Peyton Ramsey (born October 31, 1997) is an American former college football quarterback who played for the Indiana Hoosiers and Northwestern Wildcats.

==Early life==
Ramsey grew up in Cincinnati, Ohio and attended Elder High School, where he played football and basketball. His father, Doug Ramsey, is Elder's head football coach. He was named the Greater Catholic League South Player of the Year after he threw for 2,062 yards and 13 touchdowns and rushed for 908 yards and 12 touchdowns in his junior season. As a senior, Ramsey passed for 2,689 yards passing and 26 touchdowns and rushed for 1,232 yards and 16 touchdowns and repeated as the conference player of the year. At Elder, Ramsay set records for passing yardage, total touchdowns, completions and attempts, and held single-game records for the latter three.

==College career==
===Indiana===
Ramsey redshirted his true freshman season. He played in nine games with four starts as a redshirt freshman and was named the Big Ten Conference All-Freshman team after passing for 1,252 yards with 10 touchdowns and five interceptions and rushing for 226 and two touchdowns.
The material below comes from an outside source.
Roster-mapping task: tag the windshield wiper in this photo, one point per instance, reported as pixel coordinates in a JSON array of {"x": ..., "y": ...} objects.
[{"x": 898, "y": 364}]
Ramsey started all 12 of the Hoosiers games as a redshirt sophomore and threw for 2,875 yards and 19 touchdowns while running for 354 yards and five touchdowns. Ramsey lost his starting job as a redshirt junior to Michael Penix Jr., but returned as the starter after Penix suffered a season ending injury and was named honorable mention All-Big Ten after passing for 2,454 yards and 13 touchdowns. After the season, Ramsey announced that he would be leaving the program.

===Northwestern===
Ramsey joined the Northwestern Wildcats as a graduate transfer for the 2020 season. Ramsey was named the Wildcats' starting quarterback and was named third-team all Big Ten after completing 172-of-282 passes for 1,733 yards with 12 touchdowns and 8 interceptions in nine games in a shortened season. Ramsey was named the Most Valuable Player of the 2021 Citrus Bowl after completing 24-of-35 passes for 291 yards and three touchdowns and running for 50 yards in a 35-19 win over the Auburn Tigers. Ramsey declared for the 2021 NFL draft. After going undrafted, he attended rookie minicamp on a tryout basis with the Carolina Panthers.

==Personal life==
Ramsey is named after Hall of Fame quarterback Peyton Manning.